Tuesday, August 9, 2022

E-mail Addresses Considered Harmful

PCWorld lost (temporarily) their YouTube account because their e-mail address changed.

YouTube, like many web services, uses e-mail addresses for customer IDs. This, I think, is a poor practice.

Many web services and many cloud services create dependencies on an email address. Your account ID is your email address. (This is a cheap way to ensure unique IDs.) When updating my e-mail address on these sites, I am changing my ID.

IDs should be unique, short, and permanent. E-mail addresses are unique, and they are usually short, but they are not permanent. E-mail addresses can change. Specifically, e-mail addresses can change outside of the control of the organization that uses them as IDs. I changed my main e-mail address recently, and had to go through all of my accounts (I keep a list) and update each of them.

For most sites, I was able to change my e-mail address. Some sites let me change my contact e-mail address but did not allow me to change my ID. Those sites send e-mails to my new address, but I must use my old e-mail address to log in. Other sites let me change my e-mail address as ID, but kept sending notifications to my old e-mail address. (Their web site stores the e-mail addresses for notifications as a copy of the login ID, and those e-mail addresses are not updated when the ID is changed.)

Clearly, different web sites have different ideas about the separation of ID and e-mail.

Companies running web services, or cloud services, should carefully select their IDs for customers. How do they use those IDs? Are they stored in databases? Are they keys in databases? If a customer changes their e-mail address, what happens to the records with the old e-mail address? How does a new e-mail address affect queries? Do the two e-mail addresses appear as two different customers?

This is why database keys (and user IDs) should be unique and permanent.

Banks and insurance companies understand this. I am a customer to a few insurance companies and several banks. All of them -- without exception -- use their own IDs for my account. Not email addresses.

The underlying concept here is ownership. When I open an account with a bank and they ask me to provide an ID (not an e-mail), they are really asking me to pick an ID from a (very) large set of unused IDs that conform to their rules (so many letters and digits). I pick the ID, but they own it. They can change it if they want. (I've never seen that happen, but it could.) And if they change it, nothing else in my electronic life changes.

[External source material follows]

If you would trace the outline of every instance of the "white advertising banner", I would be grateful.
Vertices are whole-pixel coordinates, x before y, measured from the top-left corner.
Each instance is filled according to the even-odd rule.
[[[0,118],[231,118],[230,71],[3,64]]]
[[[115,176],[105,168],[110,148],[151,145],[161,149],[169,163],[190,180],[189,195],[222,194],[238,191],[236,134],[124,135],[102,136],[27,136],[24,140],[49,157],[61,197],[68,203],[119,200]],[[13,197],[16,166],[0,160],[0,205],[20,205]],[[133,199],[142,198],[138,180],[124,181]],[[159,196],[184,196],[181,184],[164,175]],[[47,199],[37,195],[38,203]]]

An e-mail address, in contrast, is owned by the e-mail provider (GMail, Yahoo, Microsoft, etc.). I don't own it, I merely "rent" it. Anyone I give it to, either a friend, colleague, or web service, is only borrowing it. It can be withdrawn from circulation at any time, either by me or the e-mail service.

Building a service on data that you don't own is risky. I understand the appeal of e-mail addresses as IDs. (It is easy, everyone else does it, it doesn't require our own code to create new IDs for customers, and anyway customers don't want another ID for our service and that is a disincentive for them to use our new service so use the e-mail addresses because the folks in marketing want it that way.)

Yet I must balance those appealing factors with the risks. For individuals, the e-mail address may be an acceptable ID. For corporate accounts, e-mail addresses as ID pose risks to the customer. (Just as PCWorld.)

In essence, using e-mail addresses as IDs is simple for the service, but imposes risks on customers. That may not be the best of business practices.